Michael Youn à l’affiche d’un thriller psychologique ? Voilà qui ne laisse pas d’étonner. Ajoutez derrière la caméra le réalisateur Jérôme Cornuau, à qui l’on doit l’ambitieux mais inégal Les Brigades du Tigre – décidément, nous sommes devant une rencontre cinématographique inattendue. Mais, comme il sied à un film où rien n’est vraiment ce qu’il paraît, les apparences sont trompeuses, et La Traversée se révèle pétri d’idées formelles aux volontés louables, tandis que Michael Youn fait montre d’une réelle sensibilité d’acteur.
C’était il y a deux ans exactement. En vacances avec sa mère sur une île d’Écosse, Lola disparaît sans laisser la moindre trace. Le couple n’a pas résisté, et son père Martin Arendt (Michael Youn), autrefois brillant avocat, a sombré dans l’alcool. Mais, aujourd’hui, précisément deux ans plus tard, Lola reparaît, sans avoir subi de sévices, ni sans que l’on sache ce qui lui est arrivé. La petite fille a été retrouvée muette. Alors qu’il se précipite pour retrouver sa fille, Martin va voir son périple compliqué de façon inattendue et inquiétante…

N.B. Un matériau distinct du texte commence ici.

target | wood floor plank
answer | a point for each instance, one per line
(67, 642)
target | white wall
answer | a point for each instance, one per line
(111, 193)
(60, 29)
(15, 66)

Voilà pour le pitch : nous sommes loin de l’univers potache traditionnel de Michael Youn. Selon le réalisateur Jérôme Cornuau, lui et l’acteur-trublion se sont retrouvés autour de leur vision du script de La Traversée : soit. Laissons donc le bénéfice du doute à l’entreprise, d’autant que le choix de Michael Youn dans le rôle du père éploré et surprotecteur se révèle être une bonne idée. Peu à l’aise dans les scènes les plus pathétiques du début du film, l’acteur va, en revanche, être beaucoup plus convaincant dans le traitement ultérieur du personnage : fragile et pataud, il compose un personnage étonnant. Là où les codes du genre réclamaient un héros masculin fort, inébranlable, Michael Youn compose un père fissuré, désarmé devant l’inconcevable retour de son enfant – et tout aussi désemparé devant les nouvelles menaces qu’il voit surgir.
Jérôme Cornuau semble, en revanche, très sûr de sa façon de filmer Martin Arendt : fortement présent à l’écran dès le début du film, Youn ne va être pris de face qu’à partir de la dixième minute, comme si le réalisateur voulait laisser au personnage, de dos et à contre-jour, le temps d’éclore. Car Jérôme Cornuau est là pour composer une galerie d’images symboliques, stylisées : il se sert abondamment de la brume, des décors naturels de son île, ralentit ou accélère ses images, compose des contrastes entre ombre et lumière éloignés de toute volonté de peindre le réel. La Traversée baigne dans un onirisme très appliqué, avec une bonne volonté évidente, sans pour autant qu’une patte stylistique réelle ne se dégage de ces images.
La faute, sans doute, à un script à la fois trop compliqué et trop prévisible. Ces compositions rêveuses, à l’ambiance voulue lynchienne, sont les pièces d’un puzzle volontairement compliqué par le montage, mais trahi par des indices narratifs, disséminés au long du récit mais qui en révèlent la clé trop tôt. Peut-être est-ce une volonté consciente – il s’agirait moins de surprendre son auditoire que de lui donner la solution afin de se concentrer sur ce qui semble importer : les rapports entre un père, sa fille, et une jeune femme singulière qui semble étrangement liée à eux (Fanny Valette, pas très à l’aise avec l’ambiguïté de son rôle…). Et, au fil de ce récit, l’occasion pour Jérôme Cornuau de composer des scènes parfois réellement troublantes (on retiendra ainsi la scène de la véranda).
Dans ces moments remarquablement construits, La Traversée touche à l’essence de sa vision onirique. Celle-ci, hélas, n’est pas étanche : Jérôme Cornuau ne parvient pas toujours à maintenir son intégrité – pour autant, ces moments restent des réussites précieuses, d’autant plus qu’elles sont inattendues.